During the October 2004 AUSA Annual Meeting, Col. Pallotta expanded on his initial praise for the Block II technology integration effort. "The Block II aircraft, which is currently being fielded at Fort Hood, is actually in combat in Iraq today and has been very successful with the 1st of the 227th [1st Battalion, 227th Aviation Regiment]," he said. "We're continuing to field the Block II aircraft and will field a total of 217 of those before we move on to our Block III aircraft."
He continued, "Block II brings greater capability in situational awareness, digital messaging, digital maps, and enemy and friendly situational awareness on those maps, and it also brings the soldiers a fully recapitalized aircraft, other than with the M-TADS/PNVS system [modernized target acquisition and designation sight/pilot night vision sensor]. We're very proud of those [Block II] aircraft, and they're doing well."
The M-TADS system referenced by Pallotta is a nextgeneration day/night sensor. Developed as a joint Boeing and Lockheed Martin program under Team Apache Systems, M-TADS/PNVS provides advanced target acquisition/designation and night vision capabilities for U.S. Army Aviation using improved Arrowhead(TM) kits supplied by Lockheed Martin.
The Arrowhead modules, which will replace TADS/PNVS(TM) hardware using a field retrofit kit at the flight line, will provide safe flight in day, night or adverse weather. The upgraded system logged its first flight aboard an Apache Longbow in early November 2003 with the Army first unit equipped projected for June 2005.
In addition to significant performance improvements, Arrowhead will improve reliability by over 150 percent, cut maintenance actions by nearly 60 percent and reduce field maintenance to two levels-achieving a savings that approaches $1 billion in Army operation and support costs over the 20-year system life.

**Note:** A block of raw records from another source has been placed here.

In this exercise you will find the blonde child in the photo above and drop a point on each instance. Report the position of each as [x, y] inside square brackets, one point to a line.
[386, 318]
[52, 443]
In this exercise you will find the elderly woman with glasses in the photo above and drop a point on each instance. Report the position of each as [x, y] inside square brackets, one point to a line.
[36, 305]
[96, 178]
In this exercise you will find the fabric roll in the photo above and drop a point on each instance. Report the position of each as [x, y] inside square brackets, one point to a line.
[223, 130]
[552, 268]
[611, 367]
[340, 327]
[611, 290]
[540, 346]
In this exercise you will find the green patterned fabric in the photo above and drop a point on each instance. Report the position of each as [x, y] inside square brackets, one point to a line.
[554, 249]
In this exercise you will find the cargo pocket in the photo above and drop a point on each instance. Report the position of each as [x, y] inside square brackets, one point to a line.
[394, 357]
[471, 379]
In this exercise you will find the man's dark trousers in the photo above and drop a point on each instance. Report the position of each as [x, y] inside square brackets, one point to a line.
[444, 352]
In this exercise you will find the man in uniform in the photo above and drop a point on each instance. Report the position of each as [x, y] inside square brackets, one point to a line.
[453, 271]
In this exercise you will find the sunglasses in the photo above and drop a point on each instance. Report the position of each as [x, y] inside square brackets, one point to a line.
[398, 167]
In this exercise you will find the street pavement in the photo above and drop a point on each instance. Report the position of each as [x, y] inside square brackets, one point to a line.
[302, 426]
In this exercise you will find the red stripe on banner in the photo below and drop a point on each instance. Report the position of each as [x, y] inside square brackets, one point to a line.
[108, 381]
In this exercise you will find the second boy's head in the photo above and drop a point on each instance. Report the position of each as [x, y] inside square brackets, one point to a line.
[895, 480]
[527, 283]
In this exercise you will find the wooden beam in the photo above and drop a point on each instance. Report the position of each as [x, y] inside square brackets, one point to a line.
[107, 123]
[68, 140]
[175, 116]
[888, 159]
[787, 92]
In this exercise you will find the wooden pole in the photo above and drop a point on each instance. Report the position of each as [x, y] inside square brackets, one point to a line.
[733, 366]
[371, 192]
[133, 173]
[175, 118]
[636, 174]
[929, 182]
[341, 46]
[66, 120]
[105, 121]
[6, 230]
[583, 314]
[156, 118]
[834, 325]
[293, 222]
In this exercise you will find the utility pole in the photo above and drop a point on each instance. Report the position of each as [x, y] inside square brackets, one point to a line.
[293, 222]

This type of synergy between new technologies and resulting maintenance benefits was another point of emphasis by the Army's Apache project manager at the recent AUSA Annual Meeting.
"Besides adding greater capability, we always try to reduce the maintenance burden on the soldier and to reduce the ownership costs of this aircraft," Pallotta said. "Because that's always been something that was 'stuck in our eye' back in the 1990s, we've done a lot to bring things down, and the recapitalization program is a major player in that, as well as the remanufacture line," he added.
"As of the first of September, we changed the phase interval on the aircraft from 250 hours to 500 hours," he explained. "We also changed the lO-hour/14-day inspection to a 25-hour/14-day inspection. When you put those things out to the field you've just significantly reduced the maintenance burden on the soldiers out there. Because of the improvements we've had in the reliability of the aircraft, and because for the last three years we've been doing a study and analysis on all the different inspections on the aircraft, we've basically been able to eliminate a lot of inspections. We're able to do things smarter, but we've had a 'tiger team' kind of effort for the last two to three years. They've been working farther and farther down that road and eventually we were able to come to the conclusion that we can now double the interval, so that the soldiers have less of a maintenance burden. That was a very 'good news story' for everyone out in the field, and it covered both 'A' and 'D' model aircraft-and both varieties of 'D' models, both Block Is and Block Us."